The Government must think carefully about how it incentivises practices to participate in its new voluntary seven-day GP service contract, or risk exacerbating the recruitment crisis in under doctored areas, the chair of the Commons Health Committee has said.
At a fringe session at the Conservative Party Conference 2015, Dr Sarah Wollaston – MP for Totnes and a GP herself – said the Government’s ambition to drive seven-day working could disadvantage practices that are unable to federate, leading to GPs abandoning small practices altogether.
The new contract, which was announced by David Cameron on the Andrew Marr show on Sunday, will be open practices or groups with a list size of more than 30,000 patients.
But Dr Wollaston said: ‘The question would be how is that incentivised?

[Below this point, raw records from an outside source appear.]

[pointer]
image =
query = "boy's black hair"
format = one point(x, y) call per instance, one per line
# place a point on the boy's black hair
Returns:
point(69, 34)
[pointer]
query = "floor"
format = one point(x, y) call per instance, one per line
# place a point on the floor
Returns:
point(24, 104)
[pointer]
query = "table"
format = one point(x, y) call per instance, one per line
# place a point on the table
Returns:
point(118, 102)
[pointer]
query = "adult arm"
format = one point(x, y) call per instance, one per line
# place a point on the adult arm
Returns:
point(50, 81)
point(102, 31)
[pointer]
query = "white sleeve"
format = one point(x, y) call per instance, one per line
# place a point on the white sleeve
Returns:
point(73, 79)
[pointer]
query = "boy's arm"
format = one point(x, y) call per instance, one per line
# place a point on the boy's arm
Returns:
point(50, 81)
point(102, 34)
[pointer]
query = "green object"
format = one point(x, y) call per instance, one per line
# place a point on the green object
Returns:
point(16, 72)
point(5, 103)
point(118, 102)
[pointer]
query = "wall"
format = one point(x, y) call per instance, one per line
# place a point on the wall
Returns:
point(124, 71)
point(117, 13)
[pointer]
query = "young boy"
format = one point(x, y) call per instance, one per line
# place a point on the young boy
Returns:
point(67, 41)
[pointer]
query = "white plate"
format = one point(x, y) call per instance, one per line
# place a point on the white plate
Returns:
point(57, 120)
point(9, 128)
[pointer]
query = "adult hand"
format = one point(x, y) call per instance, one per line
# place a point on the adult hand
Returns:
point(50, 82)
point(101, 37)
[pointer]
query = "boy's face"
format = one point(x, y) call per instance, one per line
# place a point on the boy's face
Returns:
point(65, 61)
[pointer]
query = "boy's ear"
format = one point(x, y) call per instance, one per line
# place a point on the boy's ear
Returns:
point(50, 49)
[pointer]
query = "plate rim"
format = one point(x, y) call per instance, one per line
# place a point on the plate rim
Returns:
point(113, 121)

‘It it’s incentivised in a way that hugely disadvantages practices that can’t federate and deliver then you may have an unintended consequence of driving GPs away from those practices towards the large federated practices, and then what could happen is those under-doctored areas is fundamental because we have a shortage of GPs.’
Dr Wollaston urged clarity from the Government, for doctors and patients, as she also said that expectations of what care would be available on weekends were being stoked unrealistically.
She added: ‘What we probably can’t deliver, if we’re diverting money from more important priorities, is a convenient seven day service. And particularly [in practices] where there aren’t enough staff to practically be able to deliver a seven-day service in the way that sometimes is politically promised.’
She was supported in this by BMA chair Dr Mark Porter who said the Government was looking at urgent care seven days, but said ‘in papers and speeches… people are being told that the NHS will run on a Sunday as it runs on a Tuesday’.
He also raised concerns over the Government’s removal of public health budgets, which will require £200m in cuts this year alone.
Dr Wollaston said that these cuts ‘would affect frontline services.’
At the same event Dr Wollaston accused the Government of double standards over their insistence that NHS organisations publish increasing amounts of data, but they refuse to publish publicly funded evidence reviews until it was ‘politically convenient.’
She told delegates: ‘The health select committee is about to hold an enquiry into the childhood obesity strategy… So we’ve asked the government to publish Public Health England’s evidence review.
‘And we’ve been told that it won’t be published, and I think that’s a great shame.’
She added: ‘I see no reasonable justification for non-publication, we don’t now accept that with pharma and we shouldn’t expect it from Government.’